Arts
01 12 2016

LE LIEU TRANSCENDE LA PENSÉE

Jean-Luc Chapin est né en 1959 au Lude et vit dans le Bordelais. Il est photographe à l’agence VU’ depuis 1993. Inconditionnel de l'argentique et adepte du noir et blanc, Jean-Luc Chapin poursuit des recherches personnelles sur le paysage, la nature, le monde animal et leurs rapports avec l’homme. Passionné de littérature, il interroge le rapport texte-image dans des collaborations régulières avec des écrivains.

 

Cette série est une réponse à un futur livre en noir et blanc, elle débute par une allusion directe à "natures", livre où le végétal tient une place prédominante, manière d'établir un lien. Autre lien, celui-ci plus profond : l'argentique de cette même série, l'argentique dans lequel je baigne et qui me semble participer d'un fonctionnement proche par certains aspects du "génie" du vin, fait d'extrapolation, d'attente patiente, d'encadrement technique, de recherche de matière sans compter les aléas de la lumière qui nous ramènent très directement aux conditions météorologiques qui engagent pour partie l'avenir d'un millésime. L'affaire est à méditer et il y aurait beaucoup à dire sur ce rapprochement mais…

©JLChapin

… Je dois avouer que, bien au-dessus de cela, la toponymie a submergé toutes autres considérations une fois arrivé sur place, je la connaissais bien évidemment et souhaitait m'y confronter d'autant que la présence tutélaire du célèbre tableau de J-F Millet est revendiquée, plus fortement que j'aurais pu le prévoir et à ma plus grande satisfaction. Ce tableau est une icône dont les traces imprègnent notre culture, le tableau "le plus connu après la Joconde" ai-je lu.

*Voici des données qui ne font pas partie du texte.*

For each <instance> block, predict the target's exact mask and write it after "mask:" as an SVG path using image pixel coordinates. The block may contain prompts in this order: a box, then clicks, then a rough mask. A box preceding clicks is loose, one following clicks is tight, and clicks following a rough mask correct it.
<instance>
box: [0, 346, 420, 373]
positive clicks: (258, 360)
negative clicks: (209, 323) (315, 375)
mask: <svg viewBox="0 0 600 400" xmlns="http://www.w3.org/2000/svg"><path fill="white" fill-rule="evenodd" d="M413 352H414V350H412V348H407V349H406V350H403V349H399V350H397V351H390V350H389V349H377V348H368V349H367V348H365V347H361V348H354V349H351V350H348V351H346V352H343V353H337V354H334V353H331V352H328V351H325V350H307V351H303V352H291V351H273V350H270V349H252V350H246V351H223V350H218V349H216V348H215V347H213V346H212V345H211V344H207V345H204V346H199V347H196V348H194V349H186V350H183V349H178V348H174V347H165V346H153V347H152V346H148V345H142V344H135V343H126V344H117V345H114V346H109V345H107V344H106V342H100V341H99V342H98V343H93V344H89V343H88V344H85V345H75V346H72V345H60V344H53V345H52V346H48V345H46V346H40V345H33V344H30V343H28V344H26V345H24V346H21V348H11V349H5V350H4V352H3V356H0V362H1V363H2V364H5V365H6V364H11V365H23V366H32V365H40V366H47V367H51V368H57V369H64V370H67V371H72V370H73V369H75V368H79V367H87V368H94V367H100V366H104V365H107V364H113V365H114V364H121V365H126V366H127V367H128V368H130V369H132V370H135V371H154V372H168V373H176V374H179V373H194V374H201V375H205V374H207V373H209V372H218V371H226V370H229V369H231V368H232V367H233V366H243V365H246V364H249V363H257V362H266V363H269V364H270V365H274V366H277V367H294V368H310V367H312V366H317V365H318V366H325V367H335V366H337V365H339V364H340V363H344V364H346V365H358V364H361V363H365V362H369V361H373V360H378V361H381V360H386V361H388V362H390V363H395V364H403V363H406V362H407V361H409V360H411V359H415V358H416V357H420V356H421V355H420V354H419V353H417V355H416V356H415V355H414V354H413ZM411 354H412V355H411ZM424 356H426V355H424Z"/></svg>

Cela m'a immédiatement happé, "le lieu transcende la pensée." Un lieu…

©JLChapin

…Un château bâti en réponse à cette image, architecture littérale que je me devais d'inscrire avec retenue dans une terre, un terroir, à l'instar de l'église du tableau de Millet. Peut-être le château est-il encore trop présent tant le sentiment religieux émane du vide sidérant d'une campagne sans aspérités, ce tableau est une chambre d'échos, un paysage sonore, autre temps autre lieu je l'ai rempli de vignes et le son des cloches vient buter contre des coteaux. Elles tintent aux heures de l'angélus, "petite musique" sobre qui appelait à une prière fervente et silencieuse, qui rythmait la journée, je l'ai entendu. Dans mes photographies, point de personnages, un regret, mais une présence paysagère, la chance d'un ciel lumineux et…

©JLChapin

…Une présence animale qui nous ramène au travail, vertu d'une pratique moderne qui réintègre le cheval dans le paysage. Ce cheval élargit le champ temporel, obère le temps, il dit le travail patient, il mène pour qui veut bien me suivre aux trois images d'une "apologie du raisin", la finalité, la fin engendrant un autre cycle. "Les grappes pendent et attendent d'être bues", j'en termine avec cette paraphrase osée d'un Francis Ponge qui a écrit des arbres "qu'ils attendent d'être lus".